(380i) Simulations of Particle-Laden Flows in Microchannels
AIChE Annual Meeting
2017
2017 Annual Meeting
Engineering Sciences and Fundamentals
Particulate and Multiphase Flows: Colloidal and Granular Systems
Tuesday, October 31, 2017 - 2:45pm to 3:00pm
We developed a numerical tool to predict particle formation and agglomeration to study clogging in microsystems. This tool can be used to gain deeper insight into the underlying processes governing clog formation and help identify critical parameters. In addition, this tool enables process parameter-testing for adaption to microstructured devices.

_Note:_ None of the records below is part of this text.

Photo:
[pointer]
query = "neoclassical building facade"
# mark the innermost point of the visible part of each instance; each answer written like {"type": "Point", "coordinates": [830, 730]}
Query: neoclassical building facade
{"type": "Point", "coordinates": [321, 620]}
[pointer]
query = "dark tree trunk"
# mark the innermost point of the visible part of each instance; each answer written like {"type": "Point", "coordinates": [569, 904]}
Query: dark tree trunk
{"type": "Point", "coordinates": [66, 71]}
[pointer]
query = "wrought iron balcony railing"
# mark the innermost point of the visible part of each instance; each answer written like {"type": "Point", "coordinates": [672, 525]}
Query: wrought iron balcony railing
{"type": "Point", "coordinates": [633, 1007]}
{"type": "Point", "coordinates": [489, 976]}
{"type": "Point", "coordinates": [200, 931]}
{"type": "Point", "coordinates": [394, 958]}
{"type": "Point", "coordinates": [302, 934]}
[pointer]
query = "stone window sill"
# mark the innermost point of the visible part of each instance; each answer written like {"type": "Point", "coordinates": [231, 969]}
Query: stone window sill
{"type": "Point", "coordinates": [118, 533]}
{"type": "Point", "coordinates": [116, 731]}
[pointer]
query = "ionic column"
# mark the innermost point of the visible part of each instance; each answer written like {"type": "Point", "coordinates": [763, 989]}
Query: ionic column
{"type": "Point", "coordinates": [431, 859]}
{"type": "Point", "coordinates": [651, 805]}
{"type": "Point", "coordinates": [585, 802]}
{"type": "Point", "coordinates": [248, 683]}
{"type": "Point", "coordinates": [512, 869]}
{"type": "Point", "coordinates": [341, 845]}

For this, we used a coupled computational fluid dynamics (CFD) / discrete element method (DEM) approach. The DEM solver (LIGGGHTS) handles the equation of motion for each particle, while the CFD solver (OpenFOAM) solves the Navier-Stokes equations describing the fluid flow. The coupling software (CFDEM coupling) computes momentum exchange between particles and fluid. In the DEM solver, we implemented a contact model based on the JKR model [1] to accurately resolve particle-particle and particle-wall collisions.
As a test case, we investigated the precipitation and agglomeration of hydroxyapatite in a microchannel. Using the material properties of hydroxyapatite particles and the process parameters set in previous experimental studies [2], we investigated their effect on agglomeration size and distribution in time and position. The Youngâs modulus was seen to have a great effect on whether stable agglomerates were formed.
Our previous experimental study [2] also showed an effect of dispersed inert gas bubbles on the polydispersity. Towards this end, we also address the three phase modelling (gas, particle and fluid) on the microscopic scale. For this, we developed a void fraction model which enables to simultaneously simulate large size bubbles and small size particles, respectively. Using the developed algorithm, we will predict particle deposition on bubbles and their behaviour in microfluidic devices. In addition, results in terms of bubble-particle aggregates percentage, and spatial and temporal evaluation of bubble-particle aggregates in 3D will be presented.
References
1. Johnson, K. L., K. Kendall, and D. Roberts. Surface Energy and the Contact of Elastic Solids. Proceedings of the Royal Society A: Mathematical, Physical and Engineering Sciences, 1971. 324(1558): p.301- 313.
2. Castro, F., S. Kuhn, K. Jensen, A. Ferreira, F. Rocha, A. Vicente, and J. A. Teixeira. Process intensification and optimization for hydroxyapatite nanoparticles production. Chemical Engineering Science, 2013. 100: p. 352-359.